INBERITA.COM, Sebuah video yang memperlihatkan proses pembagian harta gono-gini pasangan suami istri di Desa Mlowokarangtalun, Kecamatan Pulokulon, Kabupaten Grobogan, menjadi viral di media sosial.
Video ini menarik perhatian warganet karena memperlihatkan cara pembagian harta yang tidak biasa: membongkar rumah secara fisik.
Dalam video yang beredar, terlihat sebuah rumah kayu berbentuk limasan khas Jawa dibongkar dan dibagi menjadi dua bagian.
Beberapa pekerja tampak menurunkan genting satu per satu dari atap rumah tersebut. Selain bangunan, sejumlah perabotan rumah tangga juga ikut dipisahkan.
Salah satu momen yang paling mencuri perhatian adalah ketika seorang pria menggunakan gergaji mesin untuk membelah meja kayu menjadi dua bagian.
Langkah ini dilakukan agar pembagian harta bisa berlangsung secara adil.
Peristiwa ini sontak menuai reaksi dari warganet. Banyak yang mengaku baru pertama kali melihat pembagian harta bersama dilakukan dengan cara membongkar rumah secara fisik.
Dugaan sementara, metode ini merupakan kesepakatan kedua belah pihak sebagai jalan untuk menyelesaikan pembagian harta bersama setelah perceraian atau berpisah.
Wahyu Hudiyono, Pj Kepala Desa Mlowokarangtalun, saat dikonfirmasi membenarkan kejadian tersebut.
Menurutnya, pemerintah desa telah berupaya memediasi kedua belah pihak agar pembagian harta dapat dilakukan secara damai. Namun, upaya tersebut tidak membuahkan hasil.
“Kejadiannya hari ini. Sudah dimediasi, sudah dinasehati. Tapi bersikukuh dengan ego masing-masing,” kata Wahyu, Jumat (13/2/2026).
Reaksi masyarakat terhadap peristiwa ini cukup beragam. Sebagian warganet menyayangkan rumah harus dibongkar untuk keperluan pembagian harta, karena menimbulkan kesan ekstrem dan merusak struktur bangunan.
Namun, di sisi lain, ada yang menilai metode ini mungkin menjadi jalan terbaik agar tidak menimbulkan konflik di kemudian hari.

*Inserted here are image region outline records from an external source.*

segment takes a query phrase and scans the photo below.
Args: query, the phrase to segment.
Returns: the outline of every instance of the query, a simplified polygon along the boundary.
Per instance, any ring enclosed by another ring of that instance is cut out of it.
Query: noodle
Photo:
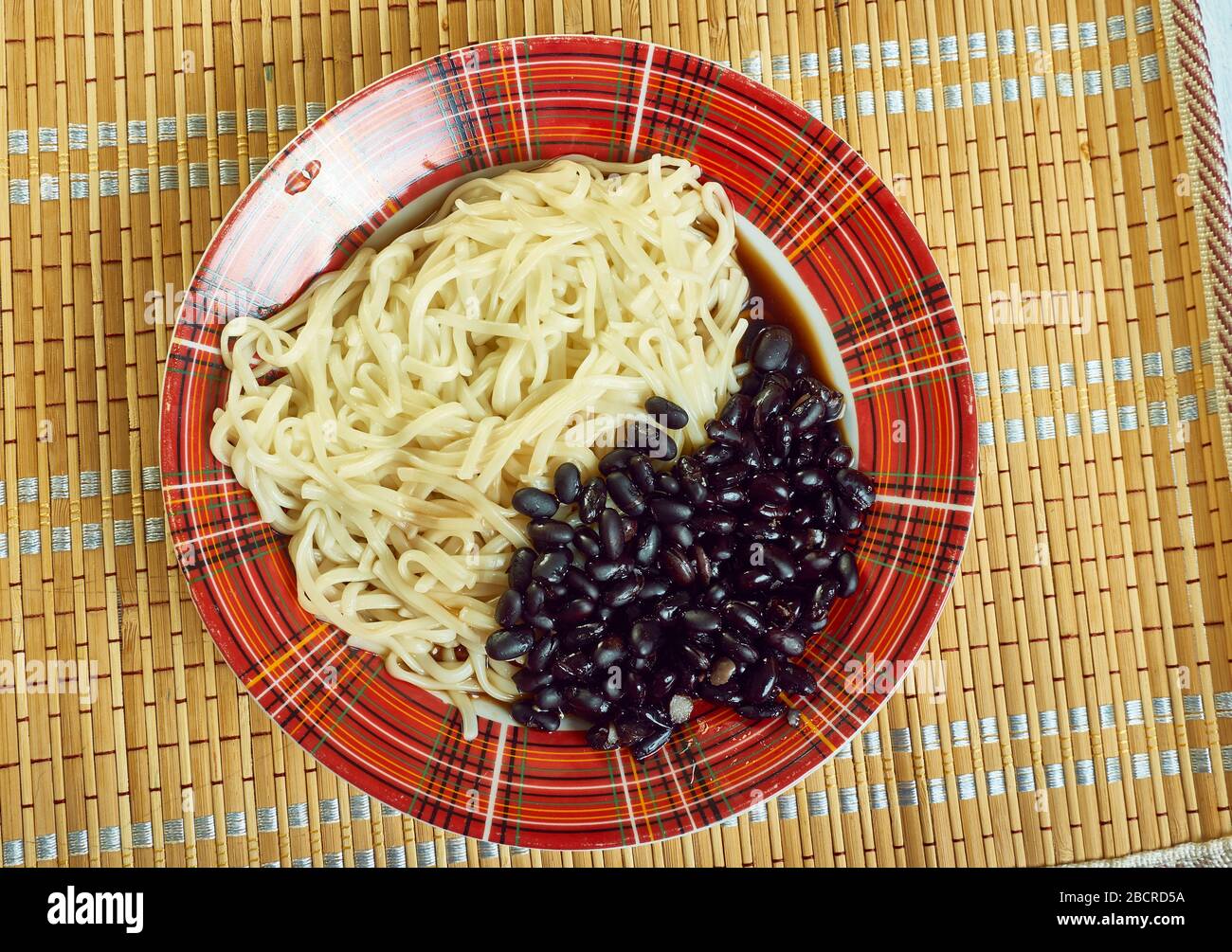
[[[734,250],[697,167],[567,159],[474,179],[278,314],[230,321],[211,448],[291,537],[301,605],[473,736],[473,696],[517,696],[483,650],[526,544],[514,491],[593,472],[652,393],[705,440],[737,385]]]

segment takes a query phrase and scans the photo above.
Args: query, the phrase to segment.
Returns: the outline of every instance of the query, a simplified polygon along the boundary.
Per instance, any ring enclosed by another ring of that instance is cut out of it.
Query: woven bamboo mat
[[[30,675],[0,693],[4,865],[1048,865],[1232,833],[1193,6],[0,0],[0,665]],[[378,76],[533,32],[700,52],[832,123],[947,275],[982,420],[941,684],[752,813],[607,853],[445,836],[317,766],[203,637],[159,495],[174,299],[250,177]],[[39,690],[70,663],[84,692]]]

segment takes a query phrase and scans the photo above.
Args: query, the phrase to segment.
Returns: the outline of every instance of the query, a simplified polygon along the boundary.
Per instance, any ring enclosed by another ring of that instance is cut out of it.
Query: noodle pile
[[[473,735],[472,697],[517,695],[483,650],[527,544],[510,498],[564,462],[593,473],[652,393],[705,440],[737,387],[734,250],[697,167],[558,160],[472,180],[278,314],[230,321],[211,447],[291,537],[301,605]]]

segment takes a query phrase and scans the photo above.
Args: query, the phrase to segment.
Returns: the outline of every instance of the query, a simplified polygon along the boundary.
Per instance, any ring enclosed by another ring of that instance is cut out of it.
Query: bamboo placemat
[[[0,665],[96,665],[92,702],[0,693],[4,865],[1046,865],[1232,831],[1232,297],[1194,0],[0,10]],[[159,495],[175,296],[251,176],[378,76],[533,32],[699,52],[833,124],[947,275],[982,420],[944,691],[739,819],[606,853],[445,836],[317,766],[203,635]]]

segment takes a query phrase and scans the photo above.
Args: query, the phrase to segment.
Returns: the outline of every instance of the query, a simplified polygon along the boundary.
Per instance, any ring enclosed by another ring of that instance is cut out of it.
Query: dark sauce
[[[813,376],[822,383],[833,387],[829,374],[825,373],[825,360],[822,356],[817,330],[801,310],[796,296],[787,289],[770,262],[748,243],[737,243],[736,259],[740,262],[744,276],[749,280],[749,304],[752,305],[760,298],[763,319],[770,324],[782,324],[787,328],[796,337],[796,346],[808,355]]]

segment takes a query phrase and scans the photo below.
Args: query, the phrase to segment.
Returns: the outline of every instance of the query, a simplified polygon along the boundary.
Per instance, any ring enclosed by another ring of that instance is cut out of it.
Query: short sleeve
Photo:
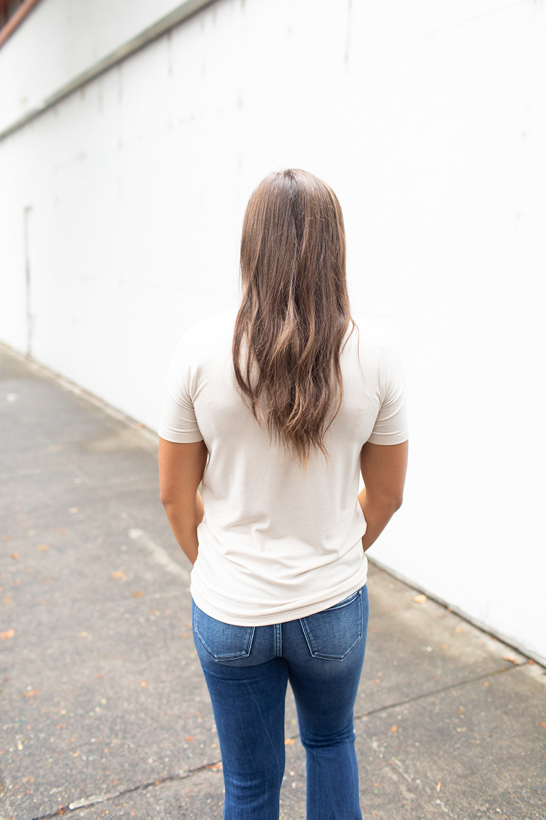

Fenomena ini sekaligus menyoroti praktik pembagian harta gono-gini di pedesaan yang terkadang menggunakan cara-cara unik dan langsung.
Meski jarang terjadi, pembongkaran rumah sebagai bentuk pembagian harta menegaskan bahwa penyelesaian sengketa perceraian di beberapa daerah masih kental dengan budaya lokal dan keputusan yang disepakati secara pribadi antara kedua belah pihak.
Video ini pun terus beredar luas di berbagai platform media sosial, menarik perhatian netizen dari berbagai wilayah.
Banyak yang membahas metode pembagian harta ini sebagai langkah ekstrim namun efektif, sementara beberapa pihak menekankan pentingnya mediasi dan penyelesaian secara hukum agar hak-hak masing-masing pihak tetap terlindungi.
Dengan viralnya video ini, praktik pembagian harta gono-gini di Grobogan menjadi topik perbincangan publik, sekaligus menegaskan bagaimana budaya lokal, mediasi, dan keputusan pribadi saling bertemu dalam penyelesaian konflik rumah tangga di tingkat desa.